Thanks man. I just wanted to let you know that your responsible criticisms of me on a couple of occasions pushed me to be a little bit better, even now. 


Not happening though. I would have never done that to someone, and the ironic part of all of this is that the first post in the ban thread told me I should send him a message. Oh yeah? People should send messages when they have simple disputes? Who'd have known lol


----------



## Rizzo (Jan 2, 2015)

I didn't follow the ban story and I frankly don't care for digging in it at the moment, I'm just here for you 80H.
I can honestly state I was one of your fans as a guitarist, a music lover, a reader, or just a human being, call it as you wish.
I always read all of your posts and always found them truly inspirational, this one is no exception.
So all I can say is that it is sad to see you leaving, and to me one of the most valuable parts of this forum -from a human standpoint, to say the least- leaves with you.
No drama here, just what I felt like saying.

Bye 80H.


----------



## octatoan (Jan 2, 2015)

"Goodbye, djent hipster!"


----------



## 80H (Jan 4, 2015)

Bahaha, the amount of indirect negativity being flung my way is magnificent. It is my steady reminder that you can offer, you can do your best to give, you can offer most of what you know, you can spend hundreds of hours typing and sharing information, and someone will just shit all over what you've worked for as soon as they get the chance to share their opinion. It's humbling. I'm the type of guy that would've invited you to my bbq's and shindigs, but nah, I'm just some tag on a forum, not an actual person, no no no  

Hope my regular readers are gleaning that lesson. Just look at this page, look at these people that have not contributed to discussions I've participated in, people who haven't spent an hour trying to help out a random stranger on a 1-on-1 level (just because I saw myself in them...) Look at them telling me who I am and what I believe and what I am doing for me. It is a sad kind of hilarious. 
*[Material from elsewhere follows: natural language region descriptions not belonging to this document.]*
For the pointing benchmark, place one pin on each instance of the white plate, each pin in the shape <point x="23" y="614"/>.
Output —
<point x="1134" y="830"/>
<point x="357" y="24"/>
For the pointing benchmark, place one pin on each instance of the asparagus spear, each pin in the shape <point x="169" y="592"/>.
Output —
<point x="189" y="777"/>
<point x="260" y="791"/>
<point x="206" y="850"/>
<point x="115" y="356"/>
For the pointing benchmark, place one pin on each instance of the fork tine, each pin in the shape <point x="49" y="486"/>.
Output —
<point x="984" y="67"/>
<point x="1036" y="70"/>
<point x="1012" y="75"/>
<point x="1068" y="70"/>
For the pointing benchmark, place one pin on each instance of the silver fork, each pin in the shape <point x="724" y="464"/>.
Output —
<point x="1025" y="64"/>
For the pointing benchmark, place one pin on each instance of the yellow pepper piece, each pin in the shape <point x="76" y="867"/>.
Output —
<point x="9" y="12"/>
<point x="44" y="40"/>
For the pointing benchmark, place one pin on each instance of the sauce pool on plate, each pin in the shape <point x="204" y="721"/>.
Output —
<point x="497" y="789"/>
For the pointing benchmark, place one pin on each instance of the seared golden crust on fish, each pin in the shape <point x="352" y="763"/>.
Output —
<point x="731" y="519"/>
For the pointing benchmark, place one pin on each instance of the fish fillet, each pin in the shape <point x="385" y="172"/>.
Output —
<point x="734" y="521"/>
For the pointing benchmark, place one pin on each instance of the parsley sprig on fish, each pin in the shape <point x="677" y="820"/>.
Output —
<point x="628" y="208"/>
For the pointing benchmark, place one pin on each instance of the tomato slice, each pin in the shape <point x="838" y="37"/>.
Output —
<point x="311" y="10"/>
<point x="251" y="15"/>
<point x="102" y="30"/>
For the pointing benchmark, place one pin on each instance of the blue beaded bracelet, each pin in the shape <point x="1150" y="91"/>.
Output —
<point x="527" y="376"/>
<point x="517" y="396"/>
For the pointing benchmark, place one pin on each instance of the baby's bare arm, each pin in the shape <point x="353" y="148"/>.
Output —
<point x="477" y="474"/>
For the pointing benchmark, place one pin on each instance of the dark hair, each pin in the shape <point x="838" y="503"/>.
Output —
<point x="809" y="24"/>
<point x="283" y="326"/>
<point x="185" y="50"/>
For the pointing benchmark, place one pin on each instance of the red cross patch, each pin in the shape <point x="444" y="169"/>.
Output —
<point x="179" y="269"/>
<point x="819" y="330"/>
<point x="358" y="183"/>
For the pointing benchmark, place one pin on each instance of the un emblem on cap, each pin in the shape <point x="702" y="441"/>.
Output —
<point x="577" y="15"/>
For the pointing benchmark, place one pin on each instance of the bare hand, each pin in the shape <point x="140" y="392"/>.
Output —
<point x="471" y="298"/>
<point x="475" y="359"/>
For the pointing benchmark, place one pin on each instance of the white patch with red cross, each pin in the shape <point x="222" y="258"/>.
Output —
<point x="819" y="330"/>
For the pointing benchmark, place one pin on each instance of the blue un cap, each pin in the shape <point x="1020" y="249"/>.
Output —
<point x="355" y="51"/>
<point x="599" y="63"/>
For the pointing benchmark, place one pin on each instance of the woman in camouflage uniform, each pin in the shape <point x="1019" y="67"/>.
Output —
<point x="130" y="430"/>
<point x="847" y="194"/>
People that know nothing about me so clearly telling me what my own intentions are...hilarious. I just wish I could clearly show them the uninformed and disrespectful nature of their thoughts, but alas, if they could see these things, they probably wouldn't have been so disrespectful to begin with. 



Rizzo said:


> I didn't follow the ban story and I frankly don't care for digging in it at the moment, I'm just here for you 80H.
> I can honestly state I was one of your fans as a guitarist, a music lover, a reader, or just a human being, call it as you wish.
> I always read all of your posts and always found them truly inspirational, this one is no exception.
> So all I can say is that it is sad to see you leaving, and to me one of the most valuable parts of this forum -from a human standpoint, to say the least- leaves with you.
> ...



Aw rizzo  I have a few peoples emails and I've given out mine to a couple, I'll send you a PM. You are my proud first reader from Italy  got a special place in my nonheart (men don't have hearts). 



octatoan said:


> "Goodbye, djent hipster!"



That one still stings! I got taught about djent by the hipsters! How dare they dishonor my djent hipster friends by assuming I'm that informed. There are people that bought meshuggah albums the day they dropped, I deserve no such honor. I am the ensuing wave.


----------



## tedtan (Jan 4, 2015)

80H said:


> I guess I can see why you'd see it that way. It changes when you realize that there is a silent group of people that have been reading what I wrote over the years. This is not for you, unless that is you. This is for them. This is to let them know what's going on.
> 
> I am a reclusive guitarist. Attention? lol. If only you knew.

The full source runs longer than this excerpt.